Assim, as militantes eram recebidas nas câmaras de tortura como “putas” ou “vadias”, submetidas a humilhações de caráter sexual e ameaçadas em relação ao bem que mais protegiam, os filhos.
“Vocês são moças, jovens, que provavelmente pretendem casar, constituir uma família, e fica muito mal moças como vocês estarem frequentando sindicato”, disse um delegado do Departamento de Ordem Política Social (Dops) a Ana Maria Gomes, quando ela foi presa na sede do Sindicato dos Metalúrgicos de Osasco, São Paulo, em 1968.
Karen Keilt mudou-se para os Estados Unidos e escreveu o livro “The Parrot’s Perch”, uma tradução para o nome do pau de arara, o instrumento mais utilizado pelos torturadores brasileiros. A vítima é suspensa em um pau com os pés e as mãos amarradas, o que dificulta a respiração. Em seguida, é espancada.

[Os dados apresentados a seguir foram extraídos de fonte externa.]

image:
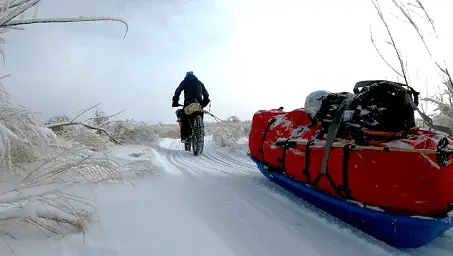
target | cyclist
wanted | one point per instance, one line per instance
(194, 91)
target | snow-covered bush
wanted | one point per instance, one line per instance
(79, 133)
(38, 167)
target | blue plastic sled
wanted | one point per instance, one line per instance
(397, 230)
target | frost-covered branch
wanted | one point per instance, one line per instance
(59, 125)
(64, 20)
(409, 11)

A ditadura militar brasileira aplicou “técnicas científicas” de tortura que haviam sido aplicadas nas guerras de contrainsurgência da Argélia e do Vietnã, muitas delas ensinadas por agentes a serviço dos Estados Unidos.
“Começaram a me bater. Eles me colocaram no pau de arara. Eles começaram dando choque no peito. No mamilo”, contou Karen em seu depoimento.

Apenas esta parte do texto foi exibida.